E, na verdade, até “A Lula e a Baleia” é um filme de adolescência tardia. Sei lá, acho que gosto do estilo porque me remete a alguma coisa do Jonathan Demme, que era outra época do cinema. “Alta Fidelidade” é um filme tão desimportante que nem vale discussão. E o “Superman II” do Lester é melhor que o do Donner, que é uma aberração.

10 09 2012
Davi OP

Acho que dizer que é uma merda é um exagero, também. Os quatros são filmes com sua qualidades. Mas o “Super 8” me trouxe memórias de merda.

10 09 2012
Davi OP

Ah, a merda é que não desgosto de nenhum dos filmes, inclusive do equívoco que é o “Superman 2” do Donner. Céus, que inutilidade!

10 09 2012
hqsubversiva

Santo deus, desembestou a falar! Que bom! Enfim, acho que entendi o que você quis dizer quanto ao Super 8, mesmo discordando. E sobre “Lula e a Baleia”, não o acho apenas um filme de adolescência tardia não, pelo contrário: consegue absorver, mesmo contando uma história americana E oitentista, muito do que a “high society” intelectual que nos cerca passa e ainda vive nos dias atuais. Digo, conheço pessoas que são facilmente identificáveis com alguns daqueles personagens, entende? De qualquer forma, acho um filme bem sensível, que sabe trabalhar com o estereótipo e, ao mesmo tempo, enriquecê-lo, complexificá-lo.

10 09 2012
Davi OP

Sim, mas a ótica acaba sendo um pouco por parte dos filhos e de uma nostalgia da própria infância das personagens, misturado com o desejo do pai de continuar ou voltar para a juventude. Não pensei por essa ótica dos estereótipos porque realmente gosto das personagens, inclusive quando elas são odiosas. São seres humanos bem interessantes e acho que, a julgar pelo trabalho do próprio Baumbach ele se “encaixa” dentro do suposto estereótipo. Ele parece, como pessoa, uma versão tão fresca, porém menos estilizada do próprio Wes Anderson – um diretor que adoro profundamente, mas entendo todas as críticas que são feitas: é um cinema de mané cheio de frescuras desnecessárias.

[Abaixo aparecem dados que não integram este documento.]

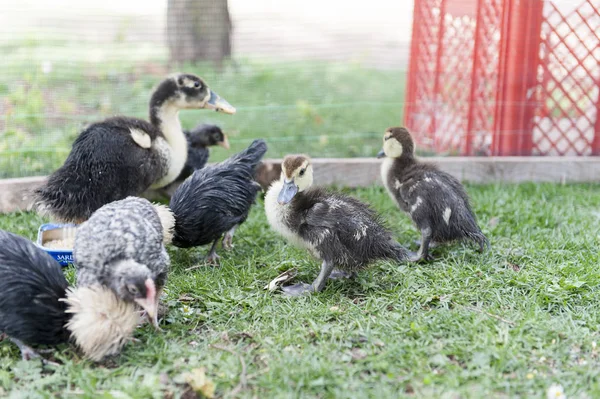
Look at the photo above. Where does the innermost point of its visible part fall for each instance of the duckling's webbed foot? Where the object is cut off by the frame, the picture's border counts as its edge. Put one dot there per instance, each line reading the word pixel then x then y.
pixel 228 239
pixel 423 253
pixel 337 274
pixel 212 257
pixel 316 286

Ainda tenho que explorar a filmografia dele pré-“A Lula e a Baleia”, mas gostei de todos os filmes posteriores, num nível intelectual. O único que me tocou emocionalmente foi esse. E isso porque tem uma cena em que a personagem da Laura Linney relembra como o ex-marido costumava ser, o espetacular pelo qual ela se apaixonou, que é de “cortar o coração”.